Перверзия торжествует через релятивацию и плюрализм: «одинаковое» низвержение позиций Запада и Востока, США и России, приводит к вакууму, который номинируется либеральным Западом и загоняет левых в один лагерь с неонацистами. Потакание злу обращается предпочтением зла перед добром. Пацифизм Ноама Хомского как носителя пассивной толерантности и «мета-позиции» «возвышающейся» «над схваткой», неизбежно трансформируется в «здравый» прагматический милитаризм Славоя Жижека как противника «военного пацифизма», но обращается этот милитаризм не против Запада, а против России, не против фашизма, а как раз в его защиту. Игра идолов языка приводит к переключению кодов: антифашизм оказывается «фашизмом», фашизм – «антифашизмом» и «глобальной свободой». Полное игнорирование левым интеллектуальным движением Запада пролетарского протеста Донбасса как разрыва и вакуума является циничным самоотрицанием современного марксизма в плену у этнического украинского хтона, спонсируемого американизмом. Антиколониалист оказался колониалистом, оправдывая действия метрополии. Именно этот цинизм транснациональной власти кажется нам «наивным» и полностью обезоруживает нас, лишая спасительного приюта конспирологии.
Зло не скрывается в глубинах и не требует инфомрационного разоблачения: оно лежит на поверхности и гордится собой. Это морально убивает критика, становящегося предметом газлайтинга – уничижительной насмешки.В экранной политике постмодерная репрессивность порождает смех, похожий на смех за кадром
в дешевом сериале: Большой Другой в лице гротескного Отца глобального контроля указует нам, когда нам проявлять такое пассивное созерцательное качество, как юмор. Юмор становится легитимированной формой смертельного наслаждения и способом толеризации социального зла путем «узаконенной» насмешки, пришедшей на смену свободной сатире. «Уже можно смеяться», – разве не часто мы слышали подобное ироничное выражение после очередного несмешного анекдота?

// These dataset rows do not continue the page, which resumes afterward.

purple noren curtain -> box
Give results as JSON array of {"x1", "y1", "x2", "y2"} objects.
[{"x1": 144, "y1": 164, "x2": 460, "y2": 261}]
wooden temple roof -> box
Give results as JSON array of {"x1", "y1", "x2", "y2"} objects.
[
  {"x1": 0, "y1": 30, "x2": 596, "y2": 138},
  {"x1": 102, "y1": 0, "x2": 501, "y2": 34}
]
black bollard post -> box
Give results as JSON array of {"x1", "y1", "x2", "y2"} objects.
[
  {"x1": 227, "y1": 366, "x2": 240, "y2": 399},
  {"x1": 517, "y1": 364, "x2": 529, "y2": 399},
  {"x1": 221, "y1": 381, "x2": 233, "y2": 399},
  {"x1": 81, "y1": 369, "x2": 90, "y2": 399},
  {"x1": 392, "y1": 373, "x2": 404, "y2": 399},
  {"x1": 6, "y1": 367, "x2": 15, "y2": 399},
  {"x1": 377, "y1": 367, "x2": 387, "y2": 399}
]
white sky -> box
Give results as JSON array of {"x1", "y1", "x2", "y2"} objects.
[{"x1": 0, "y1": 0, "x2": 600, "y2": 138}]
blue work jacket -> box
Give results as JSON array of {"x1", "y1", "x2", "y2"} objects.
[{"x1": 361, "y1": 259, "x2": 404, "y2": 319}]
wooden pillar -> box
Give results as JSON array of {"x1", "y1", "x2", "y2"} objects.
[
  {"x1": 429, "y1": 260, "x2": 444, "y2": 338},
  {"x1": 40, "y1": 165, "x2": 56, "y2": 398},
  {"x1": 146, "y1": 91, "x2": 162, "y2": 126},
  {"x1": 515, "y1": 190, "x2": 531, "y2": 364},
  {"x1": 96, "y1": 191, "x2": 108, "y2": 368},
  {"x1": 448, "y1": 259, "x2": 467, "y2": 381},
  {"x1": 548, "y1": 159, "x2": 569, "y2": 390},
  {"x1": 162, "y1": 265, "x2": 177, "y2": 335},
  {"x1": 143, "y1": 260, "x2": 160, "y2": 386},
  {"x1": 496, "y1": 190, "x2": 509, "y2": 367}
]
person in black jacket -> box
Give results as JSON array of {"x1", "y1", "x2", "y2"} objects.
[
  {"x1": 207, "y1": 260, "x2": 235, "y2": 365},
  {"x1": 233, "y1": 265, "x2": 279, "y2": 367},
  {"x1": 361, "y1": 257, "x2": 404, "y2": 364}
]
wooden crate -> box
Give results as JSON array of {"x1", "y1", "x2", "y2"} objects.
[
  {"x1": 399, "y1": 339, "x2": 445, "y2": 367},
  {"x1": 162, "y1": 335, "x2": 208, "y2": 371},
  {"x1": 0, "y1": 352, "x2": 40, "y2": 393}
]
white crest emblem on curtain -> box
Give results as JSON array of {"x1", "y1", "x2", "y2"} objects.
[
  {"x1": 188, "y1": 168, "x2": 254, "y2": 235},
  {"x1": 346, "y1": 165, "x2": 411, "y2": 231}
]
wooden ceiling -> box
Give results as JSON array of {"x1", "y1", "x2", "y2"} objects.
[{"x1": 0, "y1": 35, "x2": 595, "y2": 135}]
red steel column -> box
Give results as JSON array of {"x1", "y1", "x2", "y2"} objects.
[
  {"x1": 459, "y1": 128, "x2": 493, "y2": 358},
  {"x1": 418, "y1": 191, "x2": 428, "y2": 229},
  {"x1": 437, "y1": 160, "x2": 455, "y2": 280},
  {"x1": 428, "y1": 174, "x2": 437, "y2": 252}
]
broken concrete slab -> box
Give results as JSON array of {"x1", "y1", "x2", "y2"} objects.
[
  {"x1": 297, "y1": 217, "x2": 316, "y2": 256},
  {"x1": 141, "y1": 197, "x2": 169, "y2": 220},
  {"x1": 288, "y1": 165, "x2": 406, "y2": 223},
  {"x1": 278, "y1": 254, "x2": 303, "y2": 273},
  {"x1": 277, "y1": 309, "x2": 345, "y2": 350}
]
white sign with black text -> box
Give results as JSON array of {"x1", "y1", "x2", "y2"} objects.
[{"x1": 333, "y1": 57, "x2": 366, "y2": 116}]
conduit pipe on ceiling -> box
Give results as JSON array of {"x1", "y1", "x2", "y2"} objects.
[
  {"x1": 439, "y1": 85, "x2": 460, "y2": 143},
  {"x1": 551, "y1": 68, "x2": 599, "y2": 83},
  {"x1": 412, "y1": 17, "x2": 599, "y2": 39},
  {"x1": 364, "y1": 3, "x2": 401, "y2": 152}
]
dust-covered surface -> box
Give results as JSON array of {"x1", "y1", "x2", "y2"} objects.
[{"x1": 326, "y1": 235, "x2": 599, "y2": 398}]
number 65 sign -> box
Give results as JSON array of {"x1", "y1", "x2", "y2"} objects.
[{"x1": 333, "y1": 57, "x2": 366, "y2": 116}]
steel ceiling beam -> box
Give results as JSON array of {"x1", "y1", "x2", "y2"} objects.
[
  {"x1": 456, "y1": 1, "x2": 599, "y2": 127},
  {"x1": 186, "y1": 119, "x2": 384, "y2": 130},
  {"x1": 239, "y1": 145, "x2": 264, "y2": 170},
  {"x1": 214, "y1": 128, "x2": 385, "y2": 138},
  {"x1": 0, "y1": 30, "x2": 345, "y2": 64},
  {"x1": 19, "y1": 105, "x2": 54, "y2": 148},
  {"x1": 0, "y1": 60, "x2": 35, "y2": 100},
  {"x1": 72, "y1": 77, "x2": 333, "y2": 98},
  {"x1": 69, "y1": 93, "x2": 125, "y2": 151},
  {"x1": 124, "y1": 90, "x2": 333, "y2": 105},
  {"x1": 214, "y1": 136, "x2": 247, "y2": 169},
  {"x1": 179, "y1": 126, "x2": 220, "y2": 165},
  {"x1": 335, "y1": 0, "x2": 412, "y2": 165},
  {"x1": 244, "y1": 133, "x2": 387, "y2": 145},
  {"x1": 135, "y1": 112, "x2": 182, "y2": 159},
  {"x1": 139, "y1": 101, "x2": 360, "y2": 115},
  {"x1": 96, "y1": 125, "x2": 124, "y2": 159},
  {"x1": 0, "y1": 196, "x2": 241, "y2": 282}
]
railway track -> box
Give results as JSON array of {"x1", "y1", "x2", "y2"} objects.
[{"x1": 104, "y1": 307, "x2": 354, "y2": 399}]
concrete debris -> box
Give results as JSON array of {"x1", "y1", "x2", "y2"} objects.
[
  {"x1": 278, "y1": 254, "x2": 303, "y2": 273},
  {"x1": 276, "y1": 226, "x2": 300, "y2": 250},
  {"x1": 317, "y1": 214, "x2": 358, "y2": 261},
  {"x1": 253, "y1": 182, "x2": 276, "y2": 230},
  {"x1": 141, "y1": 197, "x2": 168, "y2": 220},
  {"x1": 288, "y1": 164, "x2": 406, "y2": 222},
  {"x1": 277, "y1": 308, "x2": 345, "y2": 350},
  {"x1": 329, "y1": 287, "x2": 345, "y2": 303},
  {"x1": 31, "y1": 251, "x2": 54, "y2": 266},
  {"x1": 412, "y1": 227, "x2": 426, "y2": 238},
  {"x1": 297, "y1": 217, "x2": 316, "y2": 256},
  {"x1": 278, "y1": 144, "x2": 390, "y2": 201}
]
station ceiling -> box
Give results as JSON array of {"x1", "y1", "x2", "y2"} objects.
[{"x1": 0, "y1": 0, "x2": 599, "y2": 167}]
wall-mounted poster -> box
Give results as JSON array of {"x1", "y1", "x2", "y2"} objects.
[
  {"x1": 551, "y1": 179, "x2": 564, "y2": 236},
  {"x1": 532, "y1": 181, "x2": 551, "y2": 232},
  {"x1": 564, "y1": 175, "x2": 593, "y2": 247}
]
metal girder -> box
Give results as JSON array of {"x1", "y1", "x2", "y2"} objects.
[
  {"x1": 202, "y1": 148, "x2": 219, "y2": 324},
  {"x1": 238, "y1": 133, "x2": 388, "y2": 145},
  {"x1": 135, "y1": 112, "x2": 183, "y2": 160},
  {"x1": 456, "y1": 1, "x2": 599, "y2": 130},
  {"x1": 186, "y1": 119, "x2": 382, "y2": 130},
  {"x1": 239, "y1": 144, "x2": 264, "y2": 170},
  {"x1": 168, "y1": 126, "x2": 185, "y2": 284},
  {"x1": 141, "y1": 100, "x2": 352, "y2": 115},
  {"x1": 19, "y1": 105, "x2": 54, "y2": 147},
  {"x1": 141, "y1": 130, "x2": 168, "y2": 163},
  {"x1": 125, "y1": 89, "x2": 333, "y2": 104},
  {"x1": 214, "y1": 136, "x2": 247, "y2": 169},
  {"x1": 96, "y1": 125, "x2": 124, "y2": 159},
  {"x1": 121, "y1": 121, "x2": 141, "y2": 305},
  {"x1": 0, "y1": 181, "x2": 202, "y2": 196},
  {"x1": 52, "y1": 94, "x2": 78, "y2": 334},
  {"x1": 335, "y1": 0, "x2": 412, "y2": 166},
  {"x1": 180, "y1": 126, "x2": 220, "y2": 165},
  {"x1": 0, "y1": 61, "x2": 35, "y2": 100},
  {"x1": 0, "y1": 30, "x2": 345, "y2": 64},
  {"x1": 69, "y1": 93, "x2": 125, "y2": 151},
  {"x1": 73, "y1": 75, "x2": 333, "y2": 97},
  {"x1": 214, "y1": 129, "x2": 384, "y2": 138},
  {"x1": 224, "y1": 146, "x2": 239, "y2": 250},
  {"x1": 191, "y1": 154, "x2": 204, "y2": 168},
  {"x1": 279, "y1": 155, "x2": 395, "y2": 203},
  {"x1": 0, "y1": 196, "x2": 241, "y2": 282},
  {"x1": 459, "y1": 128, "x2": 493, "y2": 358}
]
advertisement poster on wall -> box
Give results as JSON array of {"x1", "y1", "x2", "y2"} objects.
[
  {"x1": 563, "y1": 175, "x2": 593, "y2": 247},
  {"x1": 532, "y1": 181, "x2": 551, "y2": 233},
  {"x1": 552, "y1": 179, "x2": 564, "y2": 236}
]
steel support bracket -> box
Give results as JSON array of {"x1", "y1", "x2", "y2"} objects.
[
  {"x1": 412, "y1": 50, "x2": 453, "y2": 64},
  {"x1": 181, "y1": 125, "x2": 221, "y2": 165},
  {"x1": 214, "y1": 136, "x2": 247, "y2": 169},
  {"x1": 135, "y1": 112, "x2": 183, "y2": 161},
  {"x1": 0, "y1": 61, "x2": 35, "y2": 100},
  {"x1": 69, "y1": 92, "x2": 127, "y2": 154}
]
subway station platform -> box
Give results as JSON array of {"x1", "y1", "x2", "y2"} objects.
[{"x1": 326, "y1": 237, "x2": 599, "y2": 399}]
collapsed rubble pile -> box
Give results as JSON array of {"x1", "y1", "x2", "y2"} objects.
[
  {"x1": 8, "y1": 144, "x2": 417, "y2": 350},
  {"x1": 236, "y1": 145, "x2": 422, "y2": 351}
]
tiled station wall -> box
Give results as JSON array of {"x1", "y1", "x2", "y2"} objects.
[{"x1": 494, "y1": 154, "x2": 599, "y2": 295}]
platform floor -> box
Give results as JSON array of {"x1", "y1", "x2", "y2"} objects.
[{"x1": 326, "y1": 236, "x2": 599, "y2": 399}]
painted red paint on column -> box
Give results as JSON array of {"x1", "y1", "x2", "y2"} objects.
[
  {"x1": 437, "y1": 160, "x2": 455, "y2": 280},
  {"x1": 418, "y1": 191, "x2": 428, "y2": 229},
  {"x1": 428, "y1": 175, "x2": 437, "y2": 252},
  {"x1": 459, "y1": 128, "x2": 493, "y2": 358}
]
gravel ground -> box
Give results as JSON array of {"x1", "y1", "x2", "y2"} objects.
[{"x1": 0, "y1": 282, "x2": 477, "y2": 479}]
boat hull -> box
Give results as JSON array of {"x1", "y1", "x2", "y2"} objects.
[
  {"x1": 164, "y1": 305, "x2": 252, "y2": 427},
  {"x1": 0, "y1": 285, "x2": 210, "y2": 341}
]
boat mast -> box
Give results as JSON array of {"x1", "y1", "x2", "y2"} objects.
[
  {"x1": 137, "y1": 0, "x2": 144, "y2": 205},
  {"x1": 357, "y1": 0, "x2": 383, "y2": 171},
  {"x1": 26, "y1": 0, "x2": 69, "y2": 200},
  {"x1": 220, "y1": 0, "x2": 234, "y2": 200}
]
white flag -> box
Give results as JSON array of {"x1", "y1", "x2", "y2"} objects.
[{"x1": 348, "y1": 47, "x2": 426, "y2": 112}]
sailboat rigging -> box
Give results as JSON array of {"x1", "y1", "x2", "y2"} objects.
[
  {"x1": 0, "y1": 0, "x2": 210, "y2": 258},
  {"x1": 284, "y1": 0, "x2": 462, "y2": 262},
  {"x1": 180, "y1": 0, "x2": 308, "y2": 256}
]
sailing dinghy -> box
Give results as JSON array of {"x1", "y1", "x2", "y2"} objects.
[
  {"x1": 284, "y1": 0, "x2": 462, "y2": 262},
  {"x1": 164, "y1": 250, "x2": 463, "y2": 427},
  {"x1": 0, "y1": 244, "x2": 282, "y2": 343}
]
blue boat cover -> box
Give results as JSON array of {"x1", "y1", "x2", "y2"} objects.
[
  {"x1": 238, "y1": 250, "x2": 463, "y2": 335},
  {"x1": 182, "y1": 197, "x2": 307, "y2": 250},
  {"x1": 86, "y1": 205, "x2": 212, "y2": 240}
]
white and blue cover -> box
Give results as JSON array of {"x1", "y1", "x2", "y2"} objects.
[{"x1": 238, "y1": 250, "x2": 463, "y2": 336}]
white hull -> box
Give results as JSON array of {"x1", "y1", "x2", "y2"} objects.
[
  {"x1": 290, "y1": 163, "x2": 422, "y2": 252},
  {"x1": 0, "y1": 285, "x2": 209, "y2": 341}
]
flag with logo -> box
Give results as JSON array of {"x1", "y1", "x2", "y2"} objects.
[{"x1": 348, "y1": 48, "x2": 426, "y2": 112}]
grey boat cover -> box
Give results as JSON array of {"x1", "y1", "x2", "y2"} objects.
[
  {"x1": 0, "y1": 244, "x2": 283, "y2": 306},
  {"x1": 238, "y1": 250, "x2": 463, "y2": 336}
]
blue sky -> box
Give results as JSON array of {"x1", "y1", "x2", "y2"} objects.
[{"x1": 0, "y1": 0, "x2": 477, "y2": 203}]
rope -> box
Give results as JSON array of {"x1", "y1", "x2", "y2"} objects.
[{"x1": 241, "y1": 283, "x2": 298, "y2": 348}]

В этом выражении таится немало горечи. Когда в обществе принудительной эстетики и репрессивного смеха поддерживается символическая видимость информационной открытости, все множественные инстинкты и мотивы – абсолютно свободны и абсолютно подконтрольны: с такой видимостью бороться практически невозможно. Когда диссидент ищет против себя «здоровый террор» в лице классического запрета на свой голос, он невольно тоскует по жесту табу в дисциплинарном обществе Отца. Вместо табу на него обрушивается шквал газлайтинга.Лишение права на гласность сегодня – это подлинно освободительный жест, как когда-то подлинной свободой было лишение права на тайну. Когда мы открыты против собственной воли и вопреки собственной самости, единственное, чего жаждет наша подлинная свобода: чтобы нам запретили, наконец, говорить, умножая дискурс ненависти в геометрической прогрессии, ибо самим ы не в сотсояни и прервать трансгрессию. Возникает тоска по хирургу, который придет и прервет деструктивный дискурс: опутывающее нас Символическое либерал-демократии. В этом смысле запрет на территории России платформы Facebook («Мета») – это традиционный дисциплинарный способ остановить поток разрушения, детерминирующий нас мнимой свободой. Он является принудительным, но речь идет о ситуации, когда террор важнее личины. Силовое подавление не снимает всей проблемы, учитывая возвращение вытесненного: возможно, здесь поможет обсуждение,
но не эстетского, богемного сорта, которое лишь легитимирует и приумножает обсуждаемое, а обсуждение, пронизанное чувством нравственной вины за социальное зло, – «немодного» нынче состояния персонального принятия на себя бремени. Сопротивление является имманентным властям, власть рождает сопротивление и питается из него, власть номинирует сопротивление как собственный сервис. Навязчивый ритуал сопротивления напоминает невроз больного, протестующего против власти не потому, что понимает ее несправедливость, а потому, что видит себя на её экране.